Ivan Reese, by type or time.
Shadow
A bedroom, dimly lit in pink tones, with a barely visible person in a white shirt looking back over their slouched shoulder at the camera. The room is full of instruments, with a number of smaller ones hanging from a rope stretched across the ceiling.

Shadow

This ended up being the last song on Listen, which was one of the albums from my (in hindsight, terrible) plan to make eight Ganglion albums at once.

This song is getting its own page for two reasons:

  1. So I can send it to Nikita.
  2. There are some videos of me tracking the drums and vocals and other stuff that I kinda wanna put here someday, to help forgive myself for needing to learn how to write songs.

Interlocutor: "Wait, what do you mean, forgive yourself for needing to learn how to write songs?"

Well, I think this song kinda sucks. I mean,







Black and white photo of a drum kit, barely illuminated. Well, that's a lie — it's three drum kits combined. Something like a dozen snares and toms, another dozen cymbals. In the background there are guitars, a very large balloon, mic stands, big long tubes that look a bit like organ pipes, and bare trees indicating late winter / early spring out the window. The point being: this is too many drums. This is a drum kit for someone who hasn't figured out how to play with tone — how to pull a good tone out of any drum — and who instead makes a lot of incoherent noise.
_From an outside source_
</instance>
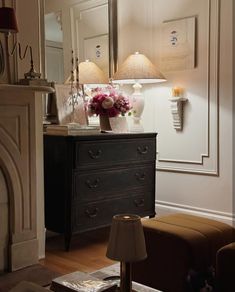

…Maybe this would be easier with a timeline.

2006
I turn 20. I think knowing how old I am is useful to understand, like, how much opportunity I've had for self discovery: not enough.
2007-ish
Get a jawharp, realize I can play that part of Shadow's theme from FFVI, record it and start working it into a song because that's how my sense of humour works. Also, jawharp sounds good when you boost the bass frequencies.
2008-ish
Song is basically done. Start working it into my live set. It works really well in that form.
2009
Finish and release Listen, feel kinda good-ish but also meh-ish about all the songs.
2010
Feel increasingly meh about everything I've ever done. Move to Edmonton, stop making music entirely.
2012
Move back to Calgary. Record a new album. And another. And another. And another. And another. All in like 6 months.
2013+
Realize that the approach I'd taken to songwriting before 2010 was shit, and that coming back after taking a long break, I'd unlocked some ability to write good songs. Feel good about all my 2012+ music, feel awful about all my 2010- music — like, deeply ashamed that I'd made this music and shared it with people and tried to make it such a big part of my life.
2014
Record what ends up being my last music for roughly eight years. Don't even finish that album. My relationship with Freyja ends up blocking me from having the time, space, or feeling of safety needed to write or record songs. For a while, that's fine — I'm doing other stuff, like getting really good at programming the computer.
2020
Take over the FoC Podcast, doing some sound design inside the episodes. Dig out old music to use for sound cues, especially some 2010- music since that tends to work better, because those songs are less traditionally structured and don't have vocals and are more varied and weird and are more intensely interesting in short bursts. Hmm.
2022-ish
Start recording some music specifically for the FoC podcast, including Wormhole and then Never. That feels really good, and it's… easy.
2023
I have a weekend to myself, so I write & record Don't Do Math. This feels AMAZING. I think this might be the best song I've ever written. It feels like I've grown in the time since 2014. Not as much as a grew in the break between 2010 and 2012, but still.
2023-2025
Lu asks me to make music for various projects of theirs — some of which will someday see the light of day, heheh. I record Jerk, and a few other smaller songs.
2025-2026
I start revisiting some of stuff I made back in 2010- and… it's actually… fine. Like, sure, it still hurts. But, how else was I supposed to get to the point where I could make stuff I was happy with? I taught myself all this shit. I taught myself how to find melodies and how to structure songs and where to put the microphones and how to do a vocal take and when to not play drums and when to cut a song from an album because it didn't fit or wasn't good enough. The music before 2010 is all music where I hadn't yet learned ALL of these lessons. Each song is me figuring out some part of this everything. And then I took a break, and let all of those lessons sink in. Then in 2012-2013, I recorded music where every song/album benefited from every lesson. Then in 2014, I started trying to learn some new lessons, and was interrupted. And now, in 2023+, I've had the meta growth: I can choose, when making a song, whether I want to use the song to learn something new — to take risks and make something that will come out badly, all mashed up by me clambering up the side of it — or whether I just want to make a straight-down-the-middle banger.
2026
I'm working on a new album. Some of the songs are bangers, some of them are are mash. I should always do both: some songs to just feel good about, and some songs to just feel good being bad and learn from.
A brightly lit photo of a chair surrounded by drums, noise-makers, guitars, stompboxes, and other musical gear. In the chair, blurry from long exposure, is a ghostly figure sitting upside down — feet where their head should be, head down on a big throw pillow on the floor.